Update: Mexico's Whale of a Controversy Flip-Flops into Eco-Friendliness To paraphrase that grand (inflated) dame, Barbara Streisand, color us stupefied. But here it is: An eco-friendly ending seems to be shaping up for Mexico's whale of an environmental controversy, that lollapalooza of a project we profiled in a previous column (see March 20's installment in the "Snapshot from the Field" archive). To briefly recap our reportage, Mexican President Ernesto Zedillo (www.presidencia.gob.mx) recently ordered a halt to a proposed US$150 million expansion of the world's largest salt plant in the southern Baja lagoon. To many observers, Zedillo's order came as a sort of welcome euthanasia. A joint venture between the Mexican government and Mitsubishi Corp. (www.mitsubishi.co.jp), the project for half a decade had been stir-frying in a sea of withering charges and countercharges. Apparently, the Mexico/Mitsubishi decision to at last junk the plan was spurred by environmentalists' nonstop charges that the project would've despoiled a World Heritage site. Making the project's location even more problematic was the fact that the proposed site was located in an area that's a breeding ground for gray whales.

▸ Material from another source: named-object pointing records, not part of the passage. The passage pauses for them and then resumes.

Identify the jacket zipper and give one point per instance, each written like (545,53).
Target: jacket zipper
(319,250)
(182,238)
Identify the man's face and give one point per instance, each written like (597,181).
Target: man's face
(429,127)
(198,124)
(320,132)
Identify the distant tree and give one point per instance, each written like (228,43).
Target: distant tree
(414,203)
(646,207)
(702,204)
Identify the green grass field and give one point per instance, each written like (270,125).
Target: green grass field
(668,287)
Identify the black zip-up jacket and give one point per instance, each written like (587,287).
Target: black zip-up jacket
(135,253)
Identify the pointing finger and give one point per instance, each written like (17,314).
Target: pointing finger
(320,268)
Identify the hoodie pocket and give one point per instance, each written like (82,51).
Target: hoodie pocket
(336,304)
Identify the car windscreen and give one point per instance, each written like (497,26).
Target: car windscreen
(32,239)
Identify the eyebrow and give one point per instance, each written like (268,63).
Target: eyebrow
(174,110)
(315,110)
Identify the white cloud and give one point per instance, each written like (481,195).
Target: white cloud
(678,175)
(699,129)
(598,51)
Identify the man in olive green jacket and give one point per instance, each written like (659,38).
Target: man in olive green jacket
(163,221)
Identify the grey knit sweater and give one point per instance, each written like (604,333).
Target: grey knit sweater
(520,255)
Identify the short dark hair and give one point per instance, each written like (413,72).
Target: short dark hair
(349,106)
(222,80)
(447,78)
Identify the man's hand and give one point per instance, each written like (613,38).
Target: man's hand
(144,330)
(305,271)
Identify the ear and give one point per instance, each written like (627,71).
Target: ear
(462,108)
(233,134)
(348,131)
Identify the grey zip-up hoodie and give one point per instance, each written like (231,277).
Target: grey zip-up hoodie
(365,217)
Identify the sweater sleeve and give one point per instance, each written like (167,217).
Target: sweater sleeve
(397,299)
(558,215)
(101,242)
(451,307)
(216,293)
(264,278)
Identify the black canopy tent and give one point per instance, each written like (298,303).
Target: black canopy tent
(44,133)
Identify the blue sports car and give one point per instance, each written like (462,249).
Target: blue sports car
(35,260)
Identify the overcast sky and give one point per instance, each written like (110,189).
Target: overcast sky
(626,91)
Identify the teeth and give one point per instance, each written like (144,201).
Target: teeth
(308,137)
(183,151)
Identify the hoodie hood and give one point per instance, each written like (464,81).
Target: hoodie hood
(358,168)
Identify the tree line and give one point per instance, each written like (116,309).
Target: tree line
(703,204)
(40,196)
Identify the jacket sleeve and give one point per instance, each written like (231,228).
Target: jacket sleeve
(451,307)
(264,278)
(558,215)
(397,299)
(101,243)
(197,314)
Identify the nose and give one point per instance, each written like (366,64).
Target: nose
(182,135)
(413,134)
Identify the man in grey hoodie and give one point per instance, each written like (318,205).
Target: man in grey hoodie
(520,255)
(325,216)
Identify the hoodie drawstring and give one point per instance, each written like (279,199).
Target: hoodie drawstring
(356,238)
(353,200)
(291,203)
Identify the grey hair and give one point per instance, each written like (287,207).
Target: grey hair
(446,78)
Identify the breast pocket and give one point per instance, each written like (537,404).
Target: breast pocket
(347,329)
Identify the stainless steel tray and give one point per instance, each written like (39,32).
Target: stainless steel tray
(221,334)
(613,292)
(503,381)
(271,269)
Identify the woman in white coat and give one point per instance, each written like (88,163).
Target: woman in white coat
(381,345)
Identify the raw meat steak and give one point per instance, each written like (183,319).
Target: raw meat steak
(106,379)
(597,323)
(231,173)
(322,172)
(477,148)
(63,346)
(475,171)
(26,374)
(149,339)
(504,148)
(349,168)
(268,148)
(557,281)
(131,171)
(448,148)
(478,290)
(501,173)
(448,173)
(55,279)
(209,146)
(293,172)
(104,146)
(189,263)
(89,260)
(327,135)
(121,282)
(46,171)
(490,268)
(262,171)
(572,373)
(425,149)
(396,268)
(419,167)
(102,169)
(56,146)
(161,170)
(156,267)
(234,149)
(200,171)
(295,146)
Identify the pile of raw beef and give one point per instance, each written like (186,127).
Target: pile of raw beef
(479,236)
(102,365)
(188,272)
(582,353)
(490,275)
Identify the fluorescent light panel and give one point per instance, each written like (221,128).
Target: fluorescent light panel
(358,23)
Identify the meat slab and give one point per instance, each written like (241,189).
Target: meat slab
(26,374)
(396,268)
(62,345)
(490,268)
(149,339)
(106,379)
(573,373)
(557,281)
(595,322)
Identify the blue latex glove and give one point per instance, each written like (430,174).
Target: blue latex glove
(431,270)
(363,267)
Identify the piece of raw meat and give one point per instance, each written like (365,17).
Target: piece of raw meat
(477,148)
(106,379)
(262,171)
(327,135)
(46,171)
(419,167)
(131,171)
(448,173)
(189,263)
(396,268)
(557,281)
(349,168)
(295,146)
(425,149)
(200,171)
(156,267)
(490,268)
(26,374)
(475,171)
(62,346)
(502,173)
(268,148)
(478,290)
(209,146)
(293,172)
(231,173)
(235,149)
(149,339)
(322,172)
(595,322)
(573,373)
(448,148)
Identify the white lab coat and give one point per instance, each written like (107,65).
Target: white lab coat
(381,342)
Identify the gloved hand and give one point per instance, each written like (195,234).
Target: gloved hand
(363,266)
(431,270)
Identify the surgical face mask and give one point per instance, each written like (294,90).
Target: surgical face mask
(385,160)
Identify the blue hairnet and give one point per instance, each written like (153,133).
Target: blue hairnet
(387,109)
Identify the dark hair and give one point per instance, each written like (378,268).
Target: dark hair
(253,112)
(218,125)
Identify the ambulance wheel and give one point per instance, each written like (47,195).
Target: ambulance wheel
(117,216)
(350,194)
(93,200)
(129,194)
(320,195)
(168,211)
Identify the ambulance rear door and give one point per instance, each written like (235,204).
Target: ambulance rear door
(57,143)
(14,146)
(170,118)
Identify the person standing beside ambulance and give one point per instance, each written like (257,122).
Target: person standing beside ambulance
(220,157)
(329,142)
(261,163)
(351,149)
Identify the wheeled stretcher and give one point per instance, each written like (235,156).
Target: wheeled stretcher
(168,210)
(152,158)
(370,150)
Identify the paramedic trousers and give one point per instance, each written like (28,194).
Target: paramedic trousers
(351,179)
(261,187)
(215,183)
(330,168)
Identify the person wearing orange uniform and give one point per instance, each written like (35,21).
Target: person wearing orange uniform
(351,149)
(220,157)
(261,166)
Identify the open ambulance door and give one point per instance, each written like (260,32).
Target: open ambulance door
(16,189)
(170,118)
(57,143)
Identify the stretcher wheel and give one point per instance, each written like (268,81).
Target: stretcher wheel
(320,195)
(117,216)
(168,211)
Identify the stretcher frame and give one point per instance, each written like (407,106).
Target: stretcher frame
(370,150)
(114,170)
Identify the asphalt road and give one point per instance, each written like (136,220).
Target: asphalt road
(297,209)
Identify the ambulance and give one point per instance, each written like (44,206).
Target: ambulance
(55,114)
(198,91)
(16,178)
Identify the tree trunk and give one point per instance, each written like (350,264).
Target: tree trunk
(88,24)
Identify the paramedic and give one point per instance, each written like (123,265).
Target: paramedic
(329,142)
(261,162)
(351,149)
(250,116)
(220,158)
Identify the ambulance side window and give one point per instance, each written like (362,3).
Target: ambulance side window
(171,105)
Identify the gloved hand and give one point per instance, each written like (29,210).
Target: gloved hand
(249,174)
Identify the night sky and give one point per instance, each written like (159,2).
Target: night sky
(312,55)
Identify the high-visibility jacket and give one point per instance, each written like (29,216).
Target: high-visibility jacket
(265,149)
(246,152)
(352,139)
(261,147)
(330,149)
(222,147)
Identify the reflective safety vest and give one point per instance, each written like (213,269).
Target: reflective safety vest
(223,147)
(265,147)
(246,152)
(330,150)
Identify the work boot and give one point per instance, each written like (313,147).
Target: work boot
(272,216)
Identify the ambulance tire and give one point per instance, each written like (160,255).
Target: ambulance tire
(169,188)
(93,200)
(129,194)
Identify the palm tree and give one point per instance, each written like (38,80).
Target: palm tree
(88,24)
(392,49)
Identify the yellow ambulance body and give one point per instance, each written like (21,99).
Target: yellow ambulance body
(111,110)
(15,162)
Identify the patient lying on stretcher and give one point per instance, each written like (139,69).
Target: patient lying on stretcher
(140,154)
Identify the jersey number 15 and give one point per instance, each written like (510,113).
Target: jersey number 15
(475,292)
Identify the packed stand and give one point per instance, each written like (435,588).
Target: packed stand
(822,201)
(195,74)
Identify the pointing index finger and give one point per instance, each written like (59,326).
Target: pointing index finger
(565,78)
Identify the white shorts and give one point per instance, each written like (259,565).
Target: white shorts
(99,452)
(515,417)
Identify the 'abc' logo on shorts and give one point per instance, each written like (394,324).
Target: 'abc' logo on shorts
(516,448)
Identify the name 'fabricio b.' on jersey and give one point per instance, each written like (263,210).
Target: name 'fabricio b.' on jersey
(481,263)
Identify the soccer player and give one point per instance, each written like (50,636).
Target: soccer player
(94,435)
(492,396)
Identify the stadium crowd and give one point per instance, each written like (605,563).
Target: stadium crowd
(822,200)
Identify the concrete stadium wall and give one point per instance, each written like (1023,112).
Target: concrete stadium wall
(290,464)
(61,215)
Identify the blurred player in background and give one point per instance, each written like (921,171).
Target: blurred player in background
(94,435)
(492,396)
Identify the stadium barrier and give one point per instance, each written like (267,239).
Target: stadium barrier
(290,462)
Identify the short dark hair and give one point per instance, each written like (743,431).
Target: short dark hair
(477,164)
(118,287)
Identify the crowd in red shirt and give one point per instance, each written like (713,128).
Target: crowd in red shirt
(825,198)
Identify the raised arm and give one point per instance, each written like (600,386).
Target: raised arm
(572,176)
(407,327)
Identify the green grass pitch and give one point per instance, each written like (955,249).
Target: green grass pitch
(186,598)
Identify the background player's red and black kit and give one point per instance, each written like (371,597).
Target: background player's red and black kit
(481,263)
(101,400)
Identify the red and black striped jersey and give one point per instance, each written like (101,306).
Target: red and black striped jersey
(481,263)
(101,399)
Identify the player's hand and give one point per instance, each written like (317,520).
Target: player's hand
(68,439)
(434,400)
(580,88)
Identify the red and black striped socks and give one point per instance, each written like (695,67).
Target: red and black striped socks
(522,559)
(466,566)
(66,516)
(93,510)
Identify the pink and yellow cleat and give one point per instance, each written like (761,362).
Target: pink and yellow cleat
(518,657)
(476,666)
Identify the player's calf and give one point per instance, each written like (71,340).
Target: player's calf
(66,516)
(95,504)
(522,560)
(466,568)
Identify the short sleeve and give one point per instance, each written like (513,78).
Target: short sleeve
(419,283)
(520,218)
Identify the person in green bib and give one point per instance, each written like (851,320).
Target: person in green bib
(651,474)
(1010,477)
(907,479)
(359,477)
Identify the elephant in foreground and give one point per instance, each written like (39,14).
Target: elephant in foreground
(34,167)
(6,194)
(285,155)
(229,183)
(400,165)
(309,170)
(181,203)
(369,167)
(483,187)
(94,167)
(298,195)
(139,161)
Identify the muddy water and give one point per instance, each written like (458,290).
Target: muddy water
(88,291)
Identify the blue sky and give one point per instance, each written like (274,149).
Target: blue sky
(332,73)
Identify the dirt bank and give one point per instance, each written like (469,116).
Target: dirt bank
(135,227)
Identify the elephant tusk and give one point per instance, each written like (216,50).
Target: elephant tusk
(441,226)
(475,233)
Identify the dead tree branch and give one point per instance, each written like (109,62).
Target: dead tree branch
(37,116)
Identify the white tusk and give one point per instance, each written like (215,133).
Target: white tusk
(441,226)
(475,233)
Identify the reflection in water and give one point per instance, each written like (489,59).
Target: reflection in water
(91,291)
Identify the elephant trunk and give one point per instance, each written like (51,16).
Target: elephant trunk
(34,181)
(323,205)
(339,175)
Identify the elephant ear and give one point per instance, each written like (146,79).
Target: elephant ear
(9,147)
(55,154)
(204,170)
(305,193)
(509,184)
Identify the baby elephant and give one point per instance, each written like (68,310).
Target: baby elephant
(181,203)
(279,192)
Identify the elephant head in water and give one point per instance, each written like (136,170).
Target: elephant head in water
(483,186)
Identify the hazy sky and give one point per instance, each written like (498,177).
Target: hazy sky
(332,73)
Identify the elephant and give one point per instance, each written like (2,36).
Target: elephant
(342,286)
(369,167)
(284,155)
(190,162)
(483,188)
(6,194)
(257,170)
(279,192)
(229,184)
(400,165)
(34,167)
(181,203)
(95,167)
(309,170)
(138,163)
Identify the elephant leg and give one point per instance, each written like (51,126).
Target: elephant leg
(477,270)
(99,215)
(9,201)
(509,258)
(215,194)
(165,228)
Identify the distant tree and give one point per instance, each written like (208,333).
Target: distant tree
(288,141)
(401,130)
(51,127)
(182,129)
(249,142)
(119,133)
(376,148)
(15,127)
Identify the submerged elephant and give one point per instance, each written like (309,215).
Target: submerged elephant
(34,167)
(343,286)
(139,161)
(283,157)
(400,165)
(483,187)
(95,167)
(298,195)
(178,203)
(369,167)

Now, mere weeks later, comes a supremely ironic twist in the project's long, winding and windy road. After years of its president's sometimes-heated dismissals of environmentalists' charges, the Mexican government has apparently decided that their ideas weren't so bad after all. Speaking at a national legislative commission, Mexican Environmental Secretary Julia Carabias Lillo announced that the proposed San Ignacio lagoon expansion site will be used instead for what she called "eco-tourism and nature-friendly businesses." "What we have to do is help the 45,000 people who live in this area live well, with dignity," Carabias told the commission. "We are going to work on a development process involving productive projects that will allow the people to improve their living conditions." Carabias also noted that the San Ignacio lagoon forms part of the environmentally sensitive Vizcaino Biosphere Reserve, which UNESCO declared a World Heritage Site in 1993. Funny, that was one of the main points that environmentalists repeatedly hammered. In addition, Carabias pointed out that the area in which the salt plant expansion would've occurred is home to some of Mexico's most valuable exportable fish. Local residents will be educated in how to take advantage of those aquatic resources, she explained. Mexico's top environmental official also said that the area is ripe with potential for eco-tourism, though a complete plan for that industry hasn't yet been formulated, she explained.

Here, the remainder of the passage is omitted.